Bioremediation of Organophosphorus Compounds
What We Do
Our principal laboratory focus has been on the microbial breakdown of organophosphorus (OP) pesticides. New microbial strains are provided through the implementation of an Environmental Sampling Research Module (ESRM) as part of our undergraduate biotechnology degree that identifies and characterizes microbial isolates for OP degradation from contaminated soil and water reservoirs in the Houston-metropolitan area. Our research has currently identified several distinct special of OP degrading organisms as shown on the table below. In addition to wild-type organisms we have also engineered Escherichia coli to express large quantities of two different OP hydrolytic enzymes. These enzymes include a mature organophosphorus hydrolase (OPH) as well as unique metallo-beta-lacatamase (MBL) that retains hydrolytic activity against OP substrates paraoxon and methyl parathion. We hope to further extend the adoption of this module to other organizations and institutions in the near future.
With a large collection of microorganisms now available we have been able to expand our range of research projects. Our lab has begun preliminary analysis of degradation kinetics for other xenobiotics including herbicides, pharmaceutical waste, petroleum hydrocarbons, 1, 4 dioxane and other industrial solvents. Once a baseline for each organism has been established we alter different environmental and nutritional parameters to determine the effects of biostimulation on microbial growth and degradation. This process allows us to optimize degradation kinetics for each strain based on the desired substrate.
Genomic and Biochemical Analysis
Promising degraders are identified through 16S rDNA sequencing and fatty acid methyl ester (FAME) testing. Cellular DNA is also extracted and probed fro the presence of critical hydrolytic and stress response genes through explorative PCR. Once isolated, each putative degradation gene is cloned into an expression vector and used to transform E. coli cells with the intent of engineering multifunctional microorganisms as control stains.

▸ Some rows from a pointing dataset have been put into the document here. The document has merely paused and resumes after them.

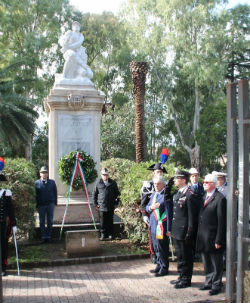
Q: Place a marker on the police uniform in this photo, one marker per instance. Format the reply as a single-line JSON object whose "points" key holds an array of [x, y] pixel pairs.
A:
{"points": [[160, 240], [7, 220], [183, 229], [146, 192]]}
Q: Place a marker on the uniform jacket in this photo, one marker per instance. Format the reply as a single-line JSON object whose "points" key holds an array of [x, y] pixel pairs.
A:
{"points": [[146, 193], [212, 224], [165, 205], [199, 193], [106, 196], [185, 211], [6, 207], [223, 189], [199, 190], [46, 193]]}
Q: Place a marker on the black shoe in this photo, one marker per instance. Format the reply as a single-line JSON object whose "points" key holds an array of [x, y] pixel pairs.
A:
{"points": [[182, 284], [173, 282], [214, 292], [102, 238], [154, 271], [161, 273], [153, 259], [205, 287]]}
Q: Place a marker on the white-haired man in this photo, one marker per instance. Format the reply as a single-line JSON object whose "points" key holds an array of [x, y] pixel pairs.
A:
{"points": [[211, 236]]}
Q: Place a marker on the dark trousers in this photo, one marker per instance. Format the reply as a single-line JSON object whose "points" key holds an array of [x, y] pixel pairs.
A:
{"points": [[184, 252], [213, 267], [106, 222], [48, 212], [161, 250], [4, 244]]}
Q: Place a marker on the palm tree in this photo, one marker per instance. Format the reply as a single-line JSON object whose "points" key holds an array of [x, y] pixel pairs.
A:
{"points": [[139, 71], [17, 114]]}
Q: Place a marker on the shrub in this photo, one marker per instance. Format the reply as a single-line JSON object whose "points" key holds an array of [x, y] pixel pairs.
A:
{"points": [[129, 209], [118, 169], [66, 166], [21, 175]]}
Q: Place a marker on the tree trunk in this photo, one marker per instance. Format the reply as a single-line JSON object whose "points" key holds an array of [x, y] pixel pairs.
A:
{"points": [[139, 71]]}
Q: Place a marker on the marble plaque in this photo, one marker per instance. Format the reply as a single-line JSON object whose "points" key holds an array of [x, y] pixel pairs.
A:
{"points": [[75, 132]]}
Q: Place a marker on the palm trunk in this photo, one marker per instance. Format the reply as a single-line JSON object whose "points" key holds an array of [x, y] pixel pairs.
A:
{"points": [[139, 71]]}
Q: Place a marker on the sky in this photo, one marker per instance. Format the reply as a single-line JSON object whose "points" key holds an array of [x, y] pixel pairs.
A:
{"points": [[98, 6]]}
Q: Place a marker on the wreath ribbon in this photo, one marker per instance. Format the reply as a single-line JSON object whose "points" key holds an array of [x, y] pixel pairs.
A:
{"points": [[77, 169], [160, 218]]}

We are currently looking into attenuation studies to reduce the potential virulence in certain microbial species, specifically Pseudomonas aeruginosa and Stentrophomonas maltophilia. These microorganisms are commonly isolates as part of the ESRM and often possess significant hydrolytic capabilities. Knockout cassettes employing sacB or ccdB will be constructed to generate markerless deletion mutants to reduce potential health risks without compromising the hydrolytic capabilities of each organism. The absence of any foreign DNA in the mutants will be confirmed by PCR and Southern blot analysis. Gene deletion mutants that exhibit insignificant change in growth and degradation dynamics will then be chosen as top candidates for bioremediation.